"But I’m still on the list."
He finally looked at me. The intensity was still there, but the armor was gone. "You’re on the first vehicle."
"Is that a security requirement, Nick? Or a personal preference?"
He straightened, his jaw tightening. “It’s the call I can live with.”
“Don’t make responsibility lie for you,” I said, standing. I rounded the desk until I was inches from him. “I know how to leave early, Nick. I’ve made it look elegant for years. But don’t call this protection. You’re clearing the field so you don’t have to look at what’s actually happening.”
"I am trying to keep you alive," he snapped.
“I know,” I said, and the anger went quiet in my throat. “But I’m still here, Nick.”
Nick took a step closer, crowding my space. He smelled like soap and the fading heat of the day. “I have a daughter on another continent. I have a job that goes wrong fast. My marriage didn’t end because I stopped caring. It ended because I was better at crisis than I was at staying.”
He stopped. His breath caught once in the quiet. His gaze dropped to the floor, his hands curling at his sides.
“I know how to make sending you away look responsible,” he said. “I don’t know what to do when wanting you to stay asks for more than I know how to give.”
“Then stop pretending sending me away is the same thing as protecting me,” I said. My ribs tightened around the next breath. “I know this came with an end date. One week. One retreat. Iunderstand endings. What I don’t understand is you dressing this one up as duty.”
His eyes came back to mine. Neither of us moved.
"If you're here right now to say goodbye," I whispered, "don't touch me."
Nick reached out anyway. His hand didn't go for my waist or my hair. He wrapped his fingers around my wrist, his thumb pressing into the jumping pulse there.
“I’m here because I don’t know how to say goodbye.”
He swallowed, and the quiet around us tightened.
“And because I don’t want the clean exit I keep trying to give you.”

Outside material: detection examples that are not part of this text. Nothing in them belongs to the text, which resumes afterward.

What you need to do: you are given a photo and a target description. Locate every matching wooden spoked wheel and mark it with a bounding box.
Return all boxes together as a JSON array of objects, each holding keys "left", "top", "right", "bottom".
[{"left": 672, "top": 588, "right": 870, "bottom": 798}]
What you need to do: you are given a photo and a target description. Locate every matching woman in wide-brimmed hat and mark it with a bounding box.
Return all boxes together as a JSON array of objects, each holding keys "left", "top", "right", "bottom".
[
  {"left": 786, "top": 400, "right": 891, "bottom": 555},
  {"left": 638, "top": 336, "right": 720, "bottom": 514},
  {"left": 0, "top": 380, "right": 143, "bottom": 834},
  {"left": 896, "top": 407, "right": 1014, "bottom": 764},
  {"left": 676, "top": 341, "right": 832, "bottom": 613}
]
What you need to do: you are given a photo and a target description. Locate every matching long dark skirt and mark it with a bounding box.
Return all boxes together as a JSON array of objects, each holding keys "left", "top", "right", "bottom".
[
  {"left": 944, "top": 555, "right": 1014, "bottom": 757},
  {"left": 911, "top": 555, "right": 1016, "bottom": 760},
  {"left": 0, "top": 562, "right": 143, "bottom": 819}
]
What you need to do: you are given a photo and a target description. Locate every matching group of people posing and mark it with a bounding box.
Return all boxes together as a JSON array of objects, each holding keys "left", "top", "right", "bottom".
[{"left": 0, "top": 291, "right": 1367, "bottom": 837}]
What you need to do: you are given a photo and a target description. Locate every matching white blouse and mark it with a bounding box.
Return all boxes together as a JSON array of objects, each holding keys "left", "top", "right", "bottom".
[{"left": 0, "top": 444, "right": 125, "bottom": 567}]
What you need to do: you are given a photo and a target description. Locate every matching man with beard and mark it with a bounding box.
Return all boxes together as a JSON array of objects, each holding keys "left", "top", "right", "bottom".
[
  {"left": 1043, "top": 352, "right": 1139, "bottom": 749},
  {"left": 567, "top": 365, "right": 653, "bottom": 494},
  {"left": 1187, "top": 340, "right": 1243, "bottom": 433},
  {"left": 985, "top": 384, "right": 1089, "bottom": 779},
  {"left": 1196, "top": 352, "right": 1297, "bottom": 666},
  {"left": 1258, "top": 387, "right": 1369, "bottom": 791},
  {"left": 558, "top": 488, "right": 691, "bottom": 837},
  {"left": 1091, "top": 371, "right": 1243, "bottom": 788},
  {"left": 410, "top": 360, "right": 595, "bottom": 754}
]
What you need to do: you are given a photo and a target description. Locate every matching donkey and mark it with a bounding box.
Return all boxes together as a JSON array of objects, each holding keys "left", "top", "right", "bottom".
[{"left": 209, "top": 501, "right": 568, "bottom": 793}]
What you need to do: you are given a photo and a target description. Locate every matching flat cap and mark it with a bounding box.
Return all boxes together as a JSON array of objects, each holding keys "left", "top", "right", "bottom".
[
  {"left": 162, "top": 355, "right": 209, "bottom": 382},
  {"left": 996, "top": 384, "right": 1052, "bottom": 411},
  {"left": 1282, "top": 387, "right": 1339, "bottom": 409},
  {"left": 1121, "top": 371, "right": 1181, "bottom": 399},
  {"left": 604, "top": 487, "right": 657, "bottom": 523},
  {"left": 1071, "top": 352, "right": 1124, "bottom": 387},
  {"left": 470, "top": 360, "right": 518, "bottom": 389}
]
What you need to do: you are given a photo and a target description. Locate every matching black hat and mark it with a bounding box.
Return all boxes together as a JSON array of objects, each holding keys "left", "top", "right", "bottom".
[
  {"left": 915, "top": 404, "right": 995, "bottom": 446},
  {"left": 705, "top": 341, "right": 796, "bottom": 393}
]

He pulled me toward him, and this time, there was no challenge in the contact. His mouth met mine with restraint that lasted half a breath. Our nights in the bush tent had been all edge. The little room at the lodge had been all urgency.
This kiss stayed.
His shoulders lowered beneath my arms as I wound them around his neck, my fingers digging into the damp hair at his nape.
“Not here,” I breathed against his lips. “Not where everyone knows how to find you.”
He pulled back just enough to look at me.
No argument. No apology.
His hand closed around mine, and he led me through the back of the lodge, past the dark service corridor and into the night, toward the low ranger cabin tucked beyond the yard.
The one place that didn't belong to everyone else.
The cabin was arranged with the efficiency of a man who had never meant to settle into it. A bed with a dark navy duvet, one nightstand, a heavy dresser, and a compact kitchenette tucked beneath a narrow counter. Enough to live. Not enough to belong.
On the nightstand sat a small, framed photo of a girl with his eyes and a defiant tilt to her chin. Sofia.
"She has your suspicion," I said softly.
"Poor kid," he muttered, but the edge was gone.
He turned to me, his silhouette framed by the faint moonlight filtering through the blinds. He didn’t move to undress me. For once, he didn't fill the space with orders.